Stell dir vor, du hast eine Achillessehnen-Verletzung, dein Bein liegt hoch und du stellst dir vor, wie du zum Beispiel einen Berg nach oben läufst. Du schließt deine Augen, siehst dich im lockeren Schritt den Hügel hoch springen.
Leider konnte ich das selbst noch nicht ausprobieren, weil ich sehr lange keine Verletzungen hatte. Du solltest es aber selbst einmal versuchen und es wäre schön, wenn du auch darüber berichten könntest.
Lies einmal den Text über diese Studie:
„Stillgelegte Muskeln schwinden. Diese Erfahrung macht jeder, der längere Zeit Arm oder Bein im Gips verpackt hat. Doch der vorprogrammierte Kraftverlust lässt sich zumindest reduzieren – durch mentale Übungen.
Die Kraft, die in Armen, Beinen & Co steckt, ist von verschiedenen Faktoren abhängig – vor allem aber vom Muskeltraining. Doch auch das Gehirn scheint einen Einfluss zu haben. Welchen, untersuchte ein Team um Brian C. Clark von der Ohio University in Athens.
Für das Experiment verpackten die Forscher jeweils einen Unterarm von 29 Freiwilligen in Gips. Der starre Verband reichte von knapp unter dem Ellenbogen bis über die Finger und legte so den jeweiligen Arm für vier Wochen still. Rechtshändern wurde der linke Arm, Linkshändern der rechte Arm eingegipst.
Wirksame Denkübung
14 der Teilnehmer absolvierten fünfmal wöchentlich ein Imaginationstraining unter Anleitung. Dabei sollten sie sich vorstellen, den eingegipsten Arm so fest wie möglich anzuspannen.
Die Methode erwies sich als verblüffend effektiv: Im Vergleich zu jenen, die keine Imaginationsübungen gemacht hatten, hatten die mental Trainierten am Ende der Studie 50 Prozent weniger ihrer Muskelkraft eingebüßt – nämlich 24 statt 45 Prozent. Auch die Fähigkeit des Nervensystems, den Muskel maximal zu aktivieren (die sogenannte willentliche Aktivierung), erholte sich bei ihnen schneller.

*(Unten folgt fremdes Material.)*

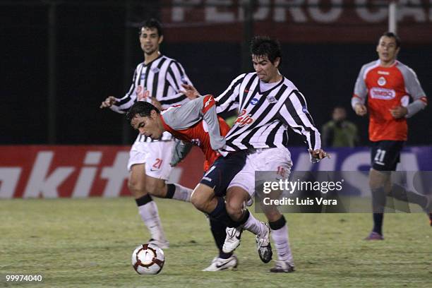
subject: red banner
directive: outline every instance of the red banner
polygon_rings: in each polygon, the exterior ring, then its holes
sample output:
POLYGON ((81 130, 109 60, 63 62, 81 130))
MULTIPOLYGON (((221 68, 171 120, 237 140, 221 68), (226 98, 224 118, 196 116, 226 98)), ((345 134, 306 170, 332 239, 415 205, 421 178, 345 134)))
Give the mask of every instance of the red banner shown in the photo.
MULTIPOLYGON (((241 42, 242 0, 166 1, 161 9, 169 42, 241 42)), ((404 43, 432 43, 429 0, 397 0, 397 31, 404 43)), ((288 42, 375 42, 388 30, 390 1, 257 0, 253 32, 288 42)), ((245 24, 246 23, 246 24, 245 24)))
MULTIPOLYGON (((0 146, 0 198, 128 196, 129 149, 0 146)), ((194 148, 170 180, 194 188, 203 176, 203 162, 202 152, 194 148)))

„Das zeigt, dass neurologische Mechanismen, insbesondere solche, die vom Gehirn ausgehen, signifikant zum Kraftverlust beitragen“, schreiben die Forscher. Eine regelmäßige Aktivierung der entsprechenden Hirnregionen über Imaginationsübungen könnte die Schwächung der Muskulatur hingegen vermindern.
Kleiner Aufwand, großer Effekt.
Der Übungsaufwand dabei war relativ gering. Die Teilnehmer erhielten die Anweisung, sich fünf Sekunden lang vorzustellen, dass sie die Hände des stillgelegten Armes so fest wie möglich gegen ihre andere Hand pressten. Die Muskeln selbst sollten die Teilnehmer dabei nicht anspannen, sondern sich die Anspannung in ihrem Unterarm lediglich vorstellen. Darauf folgte jeweils eine fünfsekündige Pause. Es schlossen sich vier Wiederholungen der Übung an, gefolgt von einer einminütigen Pause. Insgesamt absolvierten die Teilnehmer 13 solcher Runden an jedem der fünf wöchentlichen Trainingstage.
Das Fazit der Forscher: „Derartige Imaginationsübungen könnten eine sinnvolle therapeutische Anwendung gegen die Schwächung der Muskulatur darstellen.“ (cf)
Quelle: B. C. Clark et al: The power of the mind: the cortex as a critical determinant of muscle strength/weakness. Journal of Neurophysiology, 2014; 112 (12): 3219 DOI: 10.1152/jn.00386.2014”
Den hier beschriebenen Kraftverlust der Muskeln kann man sicher noch erheblich verringern, wenn man die Wiederholungen öfter macht, denn das hier beschriebene Programm dauert in etwa nur 20 min.
Es erforderte natürlich viel Denkarbeit, denn die Imaginationsübungen müssen vorher ausgedacht sein. Denn es ist nicht alles so leicht, wie hier beschrieben, sich vorzustellen beide Hände gegeneinander zu pressen.
Es muss auch erst einmal ausprobiert werden, ob nun nur einfache, geistige Übungen, wie die hier aufgeführte Handpresse oder auch komplexe Abläufe imaginiert werden können und zum Erfolg führen.
Wir können das Ganze nur versuchen, und wenn du eventuellerweise dazu gehörst, würde unsere ganze Gemeinschaft sich darüber freuen, wenn du über einen Erfolg berichten könntest.
Wir sind jetzt in dieser Richtung die Avantgardisten der Laufszene und wir werden sehen, was wir daraus machen können.